Salvaging Government Journalism

COMMENTARY Political Process

Salvaging Government Journalism

Mar 7, 2011 3 min read
COMMENTARY BY
Mike Gonzalez

Angeles T. Arredondo E Pluribus Unum Senior Fellow

Mike is the Angeles T. Arredondo E Pluribus Unum Senior Fellow at The Heritage Foundation.

It’s SOS time at National Public Radio — “save our subsidies.”

Today, NPR will put CEO Vivian Schiller in front of a sympathetic National Press Club audience to plead for Congress to spare its funding. And if the announcement is anything to go by, Ms. Schiller will tug at the heart strings by insisting that “rural and economically distressed communities” will be hardest hit by this “significant blow” against public broadcasting.

But it might be too little, too late, and way too manipulative this time. National Public Radio is too anachronistic, too expensive, and, yes, way too liberal for the new Congress to show it sympathy.

NPR could have saved itself years ago, perhaps, by arresting its slide into liberal orthodoxy after the GOP first went after it. But it was too blind (and too smug, maybe?) to concede that it was growing increasingly and stridently biased. No institution that touches the public dime can live long by being partisan.

So now it has dragged down PBS, too, which has done a somewhat better job of keeping its biases in check. It has culminated in the new House of Representatives’ voting last month to cut out the entire $460 million budget for the Corporation for Public Broadcasting, which purports to oversee both. Sen. Jim DeMint (R., N.C.) also introduced a bill stripping the CPB of funding last week. PBS has done its lobbying bit by sending Arthur to Congress. Now it’s Ms. Schiller’s turn.

Alas for Ms. Schiller, the arguments against saving the CPB funding are too strong. That they take the public dime at all is, in fact, one of the fundamental problems with NPR and PBS.

The very idea of government journalism falls apart over the following Catch-22: Any institution that uses taxpayer money must be accountable to the political representatives of those taxpayers; a journalist, however, must never be accountable to a politician. On this contradiction alone, NPR should lose its funding (though cultural and educational programming at PBS could in principle survive).

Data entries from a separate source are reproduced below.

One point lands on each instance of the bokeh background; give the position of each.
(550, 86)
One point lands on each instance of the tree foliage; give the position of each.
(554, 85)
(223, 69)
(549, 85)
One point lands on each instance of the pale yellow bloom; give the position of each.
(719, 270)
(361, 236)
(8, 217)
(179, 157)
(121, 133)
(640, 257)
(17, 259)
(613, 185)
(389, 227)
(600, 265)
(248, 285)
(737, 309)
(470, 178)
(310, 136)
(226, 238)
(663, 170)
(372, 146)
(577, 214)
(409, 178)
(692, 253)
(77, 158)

NPR, of course, would counter that the CPB solves this Catch-22 by providing a political “firewall” for NPR’s journalists. All the CPB has done, however, has been to insulate NPR from criticism that might have helped it while failing to correct its problems. What NPR needed was adult supervision; instead it got Vivian Schiller, a former New York Times executive under whose tutelage NPR veered further and further left, took $1.8 million from the liberal millionaire George Soros, and fired commentator Juan Williams for things he said on Fox News.

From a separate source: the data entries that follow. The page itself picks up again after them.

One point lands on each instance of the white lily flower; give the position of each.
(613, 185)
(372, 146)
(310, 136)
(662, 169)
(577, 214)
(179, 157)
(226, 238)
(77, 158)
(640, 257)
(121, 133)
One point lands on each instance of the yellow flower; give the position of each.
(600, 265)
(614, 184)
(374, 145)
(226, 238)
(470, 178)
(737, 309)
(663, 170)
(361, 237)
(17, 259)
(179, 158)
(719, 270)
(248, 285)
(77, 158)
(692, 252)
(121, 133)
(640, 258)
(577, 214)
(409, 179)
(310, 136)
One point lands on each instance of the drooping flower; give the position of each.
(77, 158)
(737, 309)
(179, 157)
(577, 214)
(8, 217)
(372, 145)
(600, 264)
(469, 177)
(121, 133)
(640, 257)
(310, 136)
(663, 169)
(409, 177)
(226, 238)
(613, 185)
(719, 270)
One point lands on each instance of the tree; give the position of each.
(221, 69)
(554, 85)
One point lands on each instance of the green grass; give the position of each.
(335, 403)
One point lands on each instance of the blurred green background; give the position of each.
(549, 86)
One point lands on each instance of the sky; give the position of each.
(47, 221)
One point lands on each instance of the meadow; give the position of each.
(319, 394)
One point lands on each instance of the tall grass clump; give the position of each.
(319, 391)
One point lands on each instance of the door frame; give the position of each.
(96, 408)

If a debate I recently had on an NPR affiliate is anything to go by, NPR will also argue that, no, the American people don’t think it is biased. My debate was with Patrick Butler, board member of the Public Media Association, the group hastily put together last month to conduct the lobbying effort. He left me convinced that NPR will pour all its energy into persuading enough Republicans to spare its funding one more time.

It will not, however, do anything to bring a better balance to its newsroom. It is, after all, a newsroom that counts among its reporters Dina Temple-Raston, who covers national security and counterterrorism despite authoring a book on civil liberties with Anthony Romero, the executive director of the ACLU; Peter Overby, who follows campaign financing despite hailing from the ultra-left group Common Cause; and Nina Totenberg, whose liberal political opinions are aired for all to hear every week on TV news shows.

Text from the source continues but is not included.